A Justiça Federal em Rondônia determinou, em decisão liminar nesta quinta-feira (3), que a Funai (Fundação Nacional do Índio) providencie o enterro dos restos mortais do chamado "índio do buraco" no exato lugar onde ele morreu, uma palhoça na terra indígena Tanaru, no sul do estado.
O órgão tem cinco dias para fazer o sepultamento.
A decisão do juiz federal Samuel Albuquerque, da Vara de Vilhena (RO), se deu no processo da ação civil pública movida pelo MPF (Ministério Público Federal) para obrigar a Funai a sepultar o indígena no local onde viveu sozinho e isolado por 26 anos. Ele, também conhecido por "índio Tanaru" era o último de seu povo, dizimado pela ação de madeireiros na região.

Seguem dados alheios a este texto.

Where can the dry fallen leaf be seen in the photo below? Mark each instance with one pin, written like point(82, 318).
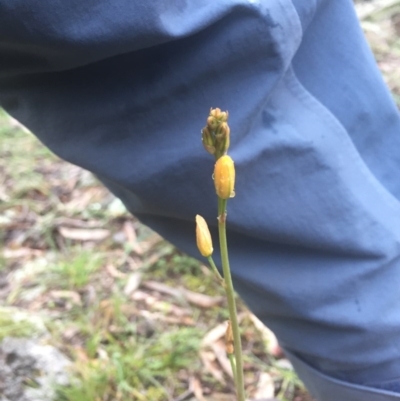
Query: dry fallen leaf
point(114, 272)
point(195, 386)
point(79, 234)
point(133, 283)
point(214, 335)
point(209, 362)
point(130, 234)
point(72, 295)
point(204, 301)
point(268, 336)
point(220, 352)
point(265, 387)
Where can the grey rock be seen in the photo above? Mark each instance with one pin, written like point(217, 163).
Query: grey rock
point(24, 361)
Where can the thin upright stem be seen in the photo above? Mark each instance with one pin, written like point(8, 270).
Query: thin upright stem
point(230, 294)
point(214, 269)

A reportagem questionou a Funai se haverá cumprimento da decisão ou se o órgão recorrerá contra a liminar. Não houve resposta até a publicação do texto.
Na véspera do programado para o enterro, o presidente da Funai, Marcelo Augusto Xavier da Silva, agiu para barrar o sepultamento. Ele enviou um ofício à Polícia Federal em Vilhena barrando os procedimentos com a alegação de que era necessário aguardar a conclusão dos laudos dos exames feitos nos restos mortais de "Tanaru".
Naquele momento, todos os exames já haviam sido concluídos, assim como todas as coletas de materiais pela PF. Não havia necessidade de mais nenhum exame no corpo do indígena.
Xavier foi colocado pelo presidente Jair Bolsonaro (PL) na Funai para barrar ações de fiscalização, esvaziar as funções do órgão e atender a interesses de ruralistas, o que foi feito, segundo indigenistas e servidores da linha de frente da fundação.
Ao impedir o enterro do "índio do buraco", o presidente da Funai buscou atender a interesses de fazendeiros que circundam a terra indígena, conforme técnicos a par do processo de sepultamento. O enterro no território deve dificultar a exploração da área por esses proprietários de terra.
Assim que houve a notícia da morte de "Tanaru", foram feitos pedidos para exploração da terra indígena, como a Folha de S.Paulo mostrou. Fazendeiros que se dizem donos da área argumentaram não haver mais restrição para o uso do território, que tem 8.070 hectares.
A terra indígena Tanaru não é demarcada. Por haver incidência de um indígena isolado, o território conta com uma restrição de uso, definida em portaria da própria Funai. Ela vigora até 2025. É esta portaria que os fazendeiros querem derrubar, a partir da morte.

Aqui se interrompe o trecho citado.